[2/5] mm: correct calculation of cgroup wb's bg_thresh in wb_over_bg_thresh

Message ID 20240123183332.876854-3-shikemeng@huaweicloud.com
State New
Headers
Series Fix and cleanups to page-writeback |

Commit Message

Kemeng Shi Jan. 23, 2024, 6:33 p.m. UTC
  The wb_calc_thresh will calculate wb's share in global wb domain. We need
to wb's share in mem_cgroup_wb_domain for mdtc. Call __wb_calc_thresh
instead of wb_calc_thresh to fix this.

Fixes: 74d369443325 ("writeback: Fix performance regression in wb_over_bg_thresh()")
Signed-off-by: Kemeng Shi <shikemeng@huaweicloud.com>
---
 mm/page-writeback.c | 2 +-
 1 file changed, 1 insertion(+), 1 deletion(-)
  

Comments

Tejun Heo Jan. 23, 2024, 8:43 p.m. UTC | #1
On Wed, Jan 24, 2024 at 02:33:29AM +0800, Kemeng Shi wrote:
> The wb_calc_thresh will calculate wb's share in global wb domain. We need
> to wb's share in mem_cgroup_wb_domain for mdtc. Call __wb_calc_thresh
> instead of wb_calc_thresh to fix this.

That function is calculating the wb's portion of wb portion in the whole
system so that threshold can be distributed accordingly. So, it has to be
compared in the global domain. If you look at the comment on top of struct
wb_domain, it says:

/*
 * A wb_domain represents a domain that wb's (bdi_writeback's) belong to
 * and are measured against each other in.  There always is one global
 * domain, global_wb_domain, that every wb in the system is a member of.
 * This allows measuring the relative bandwidth of each wb to distribute
 * dirtyable memory accordingly.
 */

Also, how is this tested? Was there a case where the existing code
misbehaved that's improved by this patch? Or is this just from reading code?

Thanks.
  
Kemeng Shi Jan. 24, 2024, 2:01 a.m. UTC | #2
on 1/24/2024 4:43 AM, Tejun Heo wrote:
> On Wed, Jan 24, 2024 at 02:33:29AM +0800, Kemeng Shi wrote:
>> The wb_calc_thresh will calculate wb's share in global wb domain. We need
>> to wb's share in mem_cgroup_wb_domain for mdtc. Call __wb_calc_thresh
>> instead of wb_calc_thresh to fix this.
> 
> That function is calculating the wb's portion of wb portion in the whole
> system so that threshold can be distributed accordingly. So, it has to be
> compared in the global domain. If you look at the comment on top of struct
> wb_domain, it says:
> 
> /*
>  * A wb_domain represents a domain that wb's (bdi_writeback's) belong to
>  * and are measured against each other in.  There always is one global
>  * domain, global_wb_domain, that every wb in the system is a member of.
>  * This allows measuring the relative bandwidth of each wb to distribute
>  * dirtyable memory accordingly.
>  */
> 
Hi Tejun, thanks for reply. For cgroup wb, it will belongs to a global wb
domain and a cgroup domain. I agree the way how we calculate wb's threshold
in global domain as you described above. This patch tries to fix calculation
of wb's threshold in cgroup domain which now is wb_calc_thresh(mdtc->wb,
mdtc->bg_thresh)), means:
(wb bandwidth) / (system bandwidth) * (*cgroup domain threshold*)
The cgroup domain threshold is
(memory of cgroup domain) / (memory of system) * (system threshold).
Then the wb's threshold in cgroup will be smaller than expected.

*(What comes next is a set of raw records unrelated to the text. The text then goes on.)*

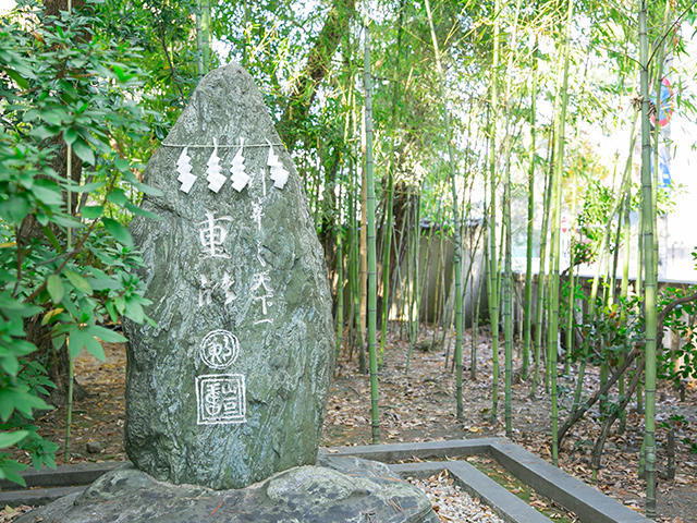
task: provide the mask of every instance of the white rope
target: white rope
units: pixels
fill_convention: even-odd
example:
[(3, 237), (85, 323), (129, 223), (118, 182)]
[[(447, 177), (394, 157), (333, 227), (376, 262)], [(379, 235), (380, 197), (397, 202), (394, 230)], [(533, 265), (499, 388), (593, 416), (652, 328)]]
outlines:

Consider following domain hierarchy:
                global domain (100G)
                /                 \
        cgroup domain1(50G)     cgroup domain2(50G)
                |                 |
bdi            wb1               wb2
Assume wb1 and wb2 has the same bandwidth.
We have global domain bg_thresh 10G, cgroup domain bg_thresh 5G.
Then we have:
wb's thresh in global domain = 10G * (wb bandwidth) / (system bandwidth)
= 10G * 1/2 = 5G
wb's thresh in cgroup domain = 5G * (wb bandwidth) / (system bandwidth)
= 5G * 1/2 = 2.5G
At last, wb1 and wb2 will be limited at 2.5G, the system will be limited
at 5G which is less than global domain bg_thresh 10G.

After the fix, threshold in cgroup domain will be:
(wb bandwidth) / (cgroup bandwidth) * (cgroup domain threshold)
The wb1 and wb2 will be limited at 5G, the system will be limited at
10G which equals to global domain bg_thresh 10G.

As I didn't take a deep look into memory cgroup, please correct me if
anything is wrong. Thanks!
> Also, how is this tested? Was there a case where the existing code
> misbehaved that's improved by this patch? Or is this just from reading code?
This is jut from reading code. Would the case showed above convince you
a bit. Look forward to your reply, thanks!.
> 
> Thanks.
>
  
Tejun Heo Jan. 29, 2024, 9 p.m. UTC | #3
Hello,

On Wed, Jan 24, 2024 at 10:01:47AM +0800, Kemeng Shi wrote:
> Hi Tejun, thanks for reply. For cgroup wb, it will belongs to a global wb
> domain and a cgroup domain. I agree the way how we calculate wb's threshold
> in global domain as you described above. This patch tries to fix calculation
> of wb's threshold in cgroup domain which now is wb_calc_thresh(mdtc->wb,
> mdtc->bg_thresh)), means:
> (wb bandwidth) / (system bandwidth) * (*cgroup domain threshold*)
> The cgroup domain threshold is
> (memory of cgroup domain) / (memory of system) * (system threshold).
> Then the wb's threshold in cgroup will be smaller than expected.
> 
> Consider following domain hierarchy:
>                 global domain (100G)
>                 /                 \
>         cgroup domain1(50G)     cgroup domain2(50G)
>                 |                 |
> bdi            wb1               wb2
> Assume wb1 and wb2 has the same bandwidth.
> We have global domain bg_thresh 10G, cgroup domain bg_thresh 5G.
> Then we have:
> wb's thresh in global domain = 10G * (wb bandwidth) / (system bandwidth)
> = 10G * 1/2 = 5G
> wb's thresh in cgroup domain = 5G * (wb bandwidth) / (system bandwidth)
> = 5G * 1/2 = 2.5G
> At last, wb1 and wb2 will be limited at 2.5G, the system will be limited
> at 5G which is less than global domain bg_thresh 10G.
> 
> After the fix, threshold in cgroup domain will be:
> (wb bandwidth) / (cgroup bandwidth) * (cgroup domain threshold)
> The wb1 and wb2 will be limited at 5G, the system will be limited at
> 10G which equals to global domain bg_thresh 10G.
> 
> As I didn't take a deep look into memory cgroup, please correct me if
> anything is wrong. Thanks!
> > Also, how is this tested? Was there a case where the existing code
> > misbehaved that's improved by this patch? Or is this just from reading code?
>
> This is jut from reading code. Would the case showed above convince you
> a bit. Look forward to your reply, thanks!.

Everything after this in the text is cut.